Selma Burke’s work was likely the inspiration behind the portrait of Franklin D. Roosevelt on the back of the U.S. dime, but often does not receive recognition for her work. 

Burke was born in Mooresville North Carolina on Dec. 31, 1900. Growing up, Burke had an interest in sculpture and would sculpt small figures from clay in a nearby riverbed. 

Her parents supported her education, though at first Burke went to school for nursing. She graduated as a registered nurse from St. Agnes Hospital School of Nursing in Raleigh, North Carolina in 1924. Burke then worked for Amelia Waring, an heiress to the Otis Elevator fortune, as a private nurse and caretaker. Waring encouraged Burke to pursue her art, and after she died Burke became a sculptor. 

Burke studied art at Sarah Lawrence College, and went to Europe twice to study under other well known artists such as Henri Matisse and Aristide Maillol. As Nazism began to rise, Burke returned to the U.S. and opened the Selma Burke School of Sculpture in 1940. 
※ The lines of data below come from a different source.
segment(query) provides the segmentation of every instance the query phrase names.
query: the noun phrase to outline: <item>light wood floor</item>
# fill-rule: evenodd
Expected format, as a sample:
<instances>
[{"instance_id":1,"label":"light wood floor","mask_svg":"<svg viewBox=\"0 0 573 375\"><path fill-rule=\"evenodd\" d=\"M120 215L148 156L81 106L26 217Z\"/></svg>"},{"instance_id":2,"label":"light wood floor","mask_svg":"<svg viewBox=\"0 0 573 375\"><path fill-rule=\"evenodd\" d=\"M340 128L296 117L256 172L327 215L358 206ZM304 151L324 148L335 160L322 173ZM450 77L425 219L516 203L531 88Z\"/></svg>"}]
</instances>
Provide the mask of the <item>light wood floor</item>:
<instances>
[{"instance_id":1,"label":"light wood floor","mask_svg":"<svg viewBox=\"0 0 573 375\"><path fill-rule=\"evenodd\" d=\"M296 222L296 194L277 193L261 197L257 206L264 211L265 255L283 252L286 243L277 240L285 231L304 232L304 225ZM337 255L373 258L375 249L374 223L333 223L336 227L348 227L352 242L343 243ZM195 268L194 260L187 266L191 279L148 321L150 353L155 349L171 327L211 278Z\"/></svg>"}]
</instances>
Burke was one of the few women in the Harlem Renaissance, a period in the early 20th century that is considered the “golden age” of African-American art, literature and music. During the Harlem Renaissance, she connected with several other influential artists, including Augusta Savage, who encouraged her to teach at Harlem Community Art Center.

Burke was one of the first African American women to enlist in the Navy, where she drove a truck at the Brooklyn Navy Yard. After injuring her back while working, she won a national contest for the commission of a bronze relief portrait of President Franklin Roosevelt. 

Burke requested a sitting with Roosevelt, as she believed the drawn portraits were inefficient. Burke sketched him over the course of two days in 1944.

After Roosevelt died on April 12, 1945, President Harry S. Truman revealed the sculpture. Burke sculpted Roosevelt as a younger age than he was at the time, so while credit is often given to John Sinnock, Burke and others have claimed that it was her sculpture that the image on the dime is based on.

Burke continued to sculpt well into her life, and her last sculpture was a nine foot sculpture of Martin Luther King Jr. in 1980. Today, the sculpture stands in Marshall Park in Charlotte, North Carolina.

Burke described herself as a “people’s sculptor” and wanted to appeal to a broad audience, beyond those who had an education in art. She often focused on the human body for her work, and created several sculptures of prominent African Americans, including Booker T. Washington, Duke Ellington and Mary McLeod. 

Burke died of cancer at the age of 94 on Aug. 29, 1995. Collections of her work can still be seen today, including collections at the Smithsonian American Art Museum and the Spelman College Museum of Fine Art.